We've worked closely with Olympic Holidays for 10 years on a range of projects but recently undertook one of the biggest overhauls of the booking system the site has ever had.
The old booking system had become slow and the design and content cluttered so the time had come for a complete ground up design update and rebuild.
We made the recommendation early to park the old build of the website and instead of trying to painfully update several years worth of code.
Our initial research and experience with the codebase led us quickly to the decision that a full rebuild from scratch would yield the best results. It would also be quicker, cheaper and give us a more robust codebase to work on moving forward.
There were many goals set out for the new booking engine, but our primary focus was
In addition to the wide reaching changes required, the new booking engine needed to launch prior to an agreed date because at that point.
New 2016 holidays would not be available in the old system so any delay would lead to searches for 2016 holidays bringing back no results!
Visually, the old website was tired, cluttered and often confusing - so many elements were trying to compete with each other nothing was easy to scan and use.

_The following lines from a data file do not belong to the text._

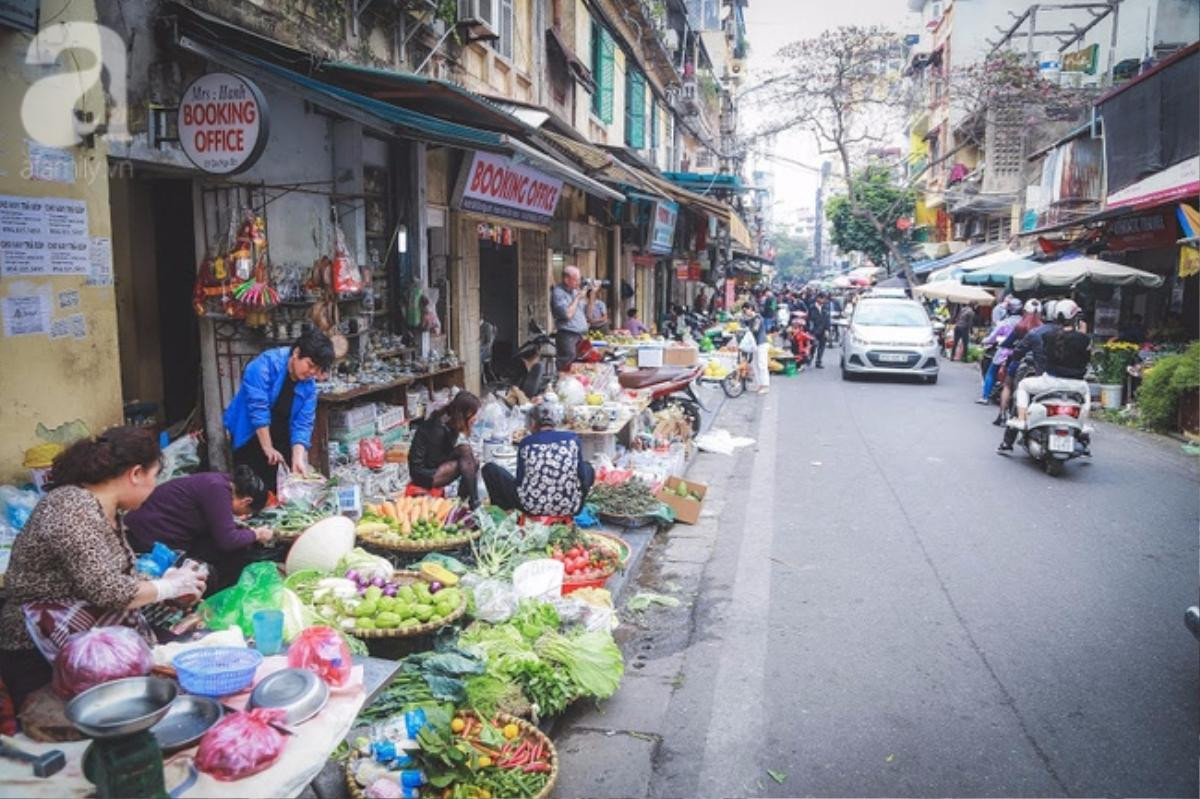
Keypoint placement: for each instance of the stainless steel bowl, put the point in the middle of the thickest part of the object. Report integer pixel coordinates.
(297, 691)
(121, 707)
(186, 721)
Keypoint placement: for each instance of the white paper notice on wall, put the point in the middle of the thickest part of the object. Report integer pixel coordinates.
(43, 236)
(49, 163)
(27, 314)
(101, 269)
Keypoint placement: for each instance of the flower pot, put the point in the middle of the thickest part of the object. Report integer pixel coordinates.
(1111, 396)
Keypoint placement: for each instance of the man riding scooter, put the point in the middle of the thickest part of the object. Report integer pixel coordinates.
(1061, 354)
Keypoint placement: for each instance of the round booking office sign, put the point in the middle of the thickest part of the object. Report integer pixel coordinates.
(223, 122)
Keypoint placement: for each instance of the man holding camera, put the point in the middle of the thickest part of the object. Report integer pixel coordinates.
(568, 305)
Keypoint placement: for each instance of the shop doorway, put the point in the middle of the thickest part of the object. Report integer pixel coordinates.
(154, 265)
(498, 304)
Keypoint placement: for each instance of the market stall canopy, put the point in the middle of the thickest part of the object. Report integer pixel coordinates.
(955, 292)
(1000, 275)
(973, 251)
(1074, 272)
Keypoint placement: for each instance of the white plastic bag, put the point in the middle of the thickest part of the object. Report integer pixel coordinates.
(495, 601)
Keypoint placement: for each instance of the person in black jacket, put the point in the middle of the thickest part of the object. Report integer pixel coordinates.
(436, 458)
(819, 325)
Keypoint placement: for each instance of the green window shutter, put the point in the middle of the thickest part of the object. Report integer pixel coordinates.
(603, 66)
(654, 124)
(635, 109)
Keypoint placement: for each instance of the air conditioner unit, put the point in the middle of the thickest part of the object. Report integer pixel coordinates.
(479, 13)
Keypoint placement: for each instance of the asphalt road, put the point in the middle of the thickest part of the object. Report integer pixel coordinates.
(892, 608)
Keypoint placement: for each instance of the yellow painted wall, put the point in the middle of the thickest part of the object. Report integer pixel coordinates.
(45, 380)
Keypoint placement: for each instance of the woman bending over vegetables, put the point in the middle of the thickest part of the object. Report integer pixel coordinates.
(71, 566)
(436, 458)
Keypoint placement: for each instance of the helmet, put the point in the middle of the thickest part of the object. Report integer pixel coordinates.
(1066, 310)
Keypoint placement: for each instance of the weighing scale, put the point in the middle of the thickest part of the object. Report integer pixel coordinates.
(125, 767)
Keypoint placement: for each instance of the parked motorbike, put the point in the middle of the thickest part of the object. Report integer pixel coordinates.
(1054, 432)
(669, 385)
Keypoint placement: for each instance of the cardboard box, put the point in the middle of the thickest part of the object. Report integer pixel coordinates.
(649, 356)
(681, 356)
(685, 508)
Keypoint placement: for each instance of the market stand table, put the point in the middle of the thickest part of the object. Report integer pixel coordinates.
(304, 755)
(393, 392)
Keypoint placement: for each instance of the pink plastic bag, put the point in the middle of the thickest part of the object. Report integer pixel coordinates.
(323, 652)
(100, 655)
(241, 744)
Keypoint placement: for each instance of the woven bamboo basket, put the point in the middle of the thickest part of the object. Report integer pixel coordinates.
(400, 545)
(527, 728)
(405, 578)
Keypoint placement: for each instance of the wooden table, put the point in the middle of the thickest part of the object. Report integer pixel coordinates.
(393, 392)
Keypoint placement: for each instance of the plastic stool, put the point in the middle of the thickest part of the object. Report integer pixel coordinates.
(412, 490)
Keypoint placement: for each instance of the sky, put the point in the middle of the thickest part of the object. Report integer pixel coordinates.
(771, 24)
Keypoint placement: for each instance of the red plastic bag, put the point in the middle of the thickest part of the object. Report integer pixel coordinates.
(241, 744)
(371, 454)
(323, 652)
(100, 655)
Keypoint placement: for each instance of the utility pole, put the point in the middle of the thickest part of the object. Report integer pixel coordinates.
(817, 228)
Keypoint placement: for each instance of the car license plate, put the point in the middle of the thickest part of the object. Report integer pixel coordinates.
(1062, 443)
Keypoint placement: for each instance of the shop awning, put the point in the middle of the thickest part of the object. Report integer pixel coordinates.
(702, 184)
(1073, 272)
(955, 292)
(1000, 275)
(954, 258)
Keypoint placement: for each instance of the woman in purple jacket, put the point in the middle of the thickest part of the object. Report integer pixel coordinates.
(197, 515)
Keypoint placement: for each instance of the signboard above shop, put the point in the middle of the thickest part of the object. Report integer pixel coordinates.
(497, 185)
(660, 233)
(223, 122)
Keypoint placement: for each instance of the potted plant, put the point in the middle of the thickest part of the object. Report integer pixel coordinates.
(1110, 362)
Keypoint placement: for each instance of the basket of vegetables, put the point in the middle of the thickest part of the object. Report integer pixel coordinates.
(503, 758)
(627, 504)
(373, 604)
(588, 559)
(417, 524)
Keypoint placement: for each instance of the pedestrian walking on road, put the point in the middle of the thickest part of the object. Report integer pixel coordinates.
(819, 325)
(963, 325)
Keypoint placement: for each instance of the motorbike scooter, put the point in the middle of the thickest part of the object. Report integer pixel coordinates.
(1054, 432)
(669, 385)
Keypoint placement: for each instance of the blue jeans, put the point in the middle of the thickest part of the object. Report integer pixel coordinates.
(989, 379)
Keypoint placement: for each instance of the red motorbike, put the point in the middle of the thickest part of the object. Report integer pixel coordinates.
(669, 385)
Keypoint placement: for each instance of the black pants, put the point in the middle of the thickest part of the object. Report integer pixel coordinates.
(251, 454)
(23, 671)
(567, 346)
(961, 335)
(502, 487)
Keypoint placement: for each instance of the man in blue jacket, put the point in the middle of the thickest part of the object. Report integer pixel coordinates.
(274, 409)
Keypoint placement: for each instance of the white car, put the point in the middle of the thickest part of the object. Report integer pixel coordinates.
(891, 336)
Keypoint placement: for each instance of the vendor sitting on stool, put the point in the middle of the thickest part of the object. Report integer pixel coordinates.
(552, 476)
(436, 458)
(273, 412)
(197, 514)
(71, 566)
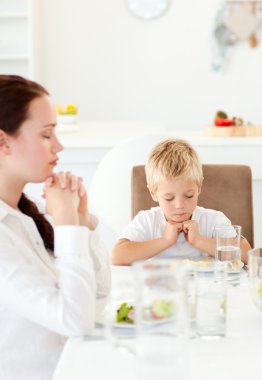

Our design process remains relatively simple as it has been tried and tested over many years. It's flexible and while it does change from project to project we find that the guiding principles are a good basis to work from
– Content auditing and Information Architecture
Nothing stays on a page "because it's always been there". It's all got to fight to belong.
– Sketching ideas on paper
It is quick, low commitment and cheap and a perfect way to outline where your content might display.
– Wireframing and mid-quality Photoshop visuals
Normally we prefer to avoid sending out lots of Photoshop visuals. It's easy to get caught up in the minutiae of colour shades or text sizes when the content layout is wrong but sometimes project stakeholders need to see a "snapshot".
– Testing and iteration
Piecing together prototypes and putting them in front of users quickly helps you build a map of what is needed on a page to help a successful search and booking. We tested our design iterations with small groups of people in person, over email and using Twitter and Facebook to poll results to specific questions about layout or content.
We focused on building the fastest feeling website we could.
The old site struggled from slow queries to the booking system which dictated what could be done by the user on the site, it really was in need of speed!
Atcore, the booking system provider had available to us a blazingly quick search system called Atcache which transformed what we could allow the user to do with the site.Modifying searches on the fly, filtering, instant updates of availability and sorting are now all possible we just needed a templating language that would allow us to make the most of these new found query speeds.
We settled on Facebook’s ReactJS system for the templating.
It was a joy to work with, very capable and had long lifespan due to the backing from Facebook.
Best of all it allowed us to make a very fast templating system to maximise the speed gains that the Atcache allowed to really give the site the feel of speed.
Interaction times between the new and old site are not perfect comparisons as the two under lying booking systems work so differently however some numbers speak volumes
Thanks to ReactJS, we've been able to slash search result load times from 22 seconds to mere milliseconds and add live, in-page filtering.
The project will always be iterated and improved on based on testing and features becoming available so it was important to not have a big reveal where everything waited until it was all "finished".
It was vital to build the back end alongside the front but when not every feature is yet available from 3rd parties, it's difficult to integrate it all and your designs and product must allow for the unknown as best it can but also accept that you can't have it all up front!
As more becomes available, we can iterate and build onto the framework we've developed making a more powerful and flexible search.
For most projects, we tend to use a reasonably small scale Trello workflow but for a project of this size just the technical and design specifications needed a higher level of management.
We still use Trello though. Just scaled up!
As we take a Kanban approach to our projects, we set up one master board which broke down the the project into more manageable sections (Design, Development, Search, API integration etc) and in each column would be a vast selection of smaller jobs with story points allocated to them which enables us to use Scrum for Trello to control the flow of jobs.
We've built an incredibly solid codebase that we continue to develop new features on top of along with completely overhauling the test and release process to reduce deployment errors.
On top of that, we've improved the load speed of the booking search and checkout pages by more than 20 seconds in some cases at the same time as making the booking engine fully responsive.